Bruno looked at the appetizer bowl. “What’s this grassy gunk all over the olives.” It was not really a question, so no one answered it. Bruno turned back to his mother. “May I go back to my room now?”
“Yes, dear,” said Zora. She looked at Ira. “He’s practicing for the woodwind competition next Saturday. He’s very serious.”
When Bruno had tramped back down to his room, Ira leaned in to kiss Zora, but she pulled away. “Bruny might hear us,” she whispered.
“Let’s go to a restaurant. Just you and me. My salad’s no good.”
“Oh, we couldn’t leave Bruno here alone. He’s only sixteen.”
“I was working in a steel factory when I was sixteen!” Ira decided not to say. Instead he said, “Doesn’t he have friends?”
“He’s between social groups right now,” Zora said defensively. “It’s difficult for him to find other kids who are as intellectually serious as he is.”
“We’ll rent him a movie,” said Ira. “Excuse me, a film. A foreign film, since he’s serious. A documentary. We’ll rent him a foreign documentary!”
“We don’t have a VCR.”
“You don’t have a VCR?” At this point Ira found the silverware and helped set the table. When they sat down to eat and poured more wine in their glasses, Bruno suddenly came out and joined them, with no beckoning. The spring spaghetti was tossed in a large glass bowl with grated cheese. “Just how you like it, Brune,” said Zora.
“So, Bruno. What grade are you in?”
Bruno rolled his eyes. “Tenth,” he said.
“So college is a ways off,” said Ira, accidentally thinking out loud.
“I guess,” said Bruno, who then tucked into the spring spaghetti.
“So — what classes are you taking in school, besides music?” asked Ira, after a long awkward spell.
“I don’t take music,” he said with his mouth full. “I’m in All-State Woodwinds.”
“All-State Woodwinds! Interesting! Do you take any courses in like, say, American history?”
“They’re studying the Amazon rain forest yet again,” said Zora. “They’ve been studying it since preschool.”
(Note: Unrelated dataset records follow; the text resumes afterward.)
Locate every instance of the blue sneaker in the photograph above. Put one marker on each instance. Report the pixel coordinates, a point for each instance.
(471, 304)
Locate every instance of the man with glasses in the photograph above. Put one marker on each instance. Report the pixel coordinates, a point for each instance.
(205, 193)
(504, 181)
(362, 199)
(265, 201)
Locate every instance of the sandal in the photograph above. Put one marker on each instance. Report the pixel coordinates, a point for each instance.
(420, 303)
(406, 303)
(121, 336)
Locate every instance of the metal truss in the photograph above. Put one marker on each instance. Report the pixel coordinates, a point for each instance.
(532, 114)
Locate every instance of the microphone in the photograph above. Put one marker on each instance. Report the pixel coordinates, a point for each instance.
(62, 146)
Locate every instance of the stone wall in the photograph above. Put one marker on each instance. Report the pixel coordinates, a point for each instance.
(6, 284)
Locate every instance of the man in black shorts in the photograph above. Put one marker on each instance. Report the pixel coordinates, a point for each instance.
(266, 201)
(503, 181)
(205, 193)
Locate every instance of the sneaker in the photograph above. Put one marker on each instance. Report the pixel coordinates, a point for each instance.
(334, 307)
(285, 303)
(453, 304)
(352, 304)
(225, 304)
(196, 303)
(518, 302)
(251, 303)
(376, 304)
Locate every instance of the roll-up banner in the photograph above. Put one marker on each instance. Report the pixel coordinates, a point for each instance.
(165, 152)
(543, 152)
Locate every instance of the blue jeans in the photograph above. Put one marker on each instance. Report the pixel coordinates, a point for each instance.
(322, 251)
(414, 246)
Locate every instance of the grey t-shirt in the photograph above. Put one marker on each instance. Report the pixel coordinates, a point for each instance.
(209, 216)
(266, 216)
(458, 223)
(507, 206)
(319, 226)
Ira slurped with morose heartiness at his wine — he had spent too much of his life wandering about in the desert of his own drool, oh, the mealtime assaults he had made on his own fragile consciousness — and some dribbled on his shirt. “For Pete’s sake, look at this.” He dabbed at the wine spot with his napkin and looked up at Bruno, with an ingratiating grin. “Someday this could happen to you,” Ira said, twinkling in Bruno’s direction.
“That would never happen to me,” muttered Bruno.
Ira continued dabbing at his shirt. He began thinking of his book. Though I be your mother’s beau, no rival I, no foe, faux foe. He loved rhymes. Fum! Thumb! Dumb! They were harmonious and joyous in the face of total crap.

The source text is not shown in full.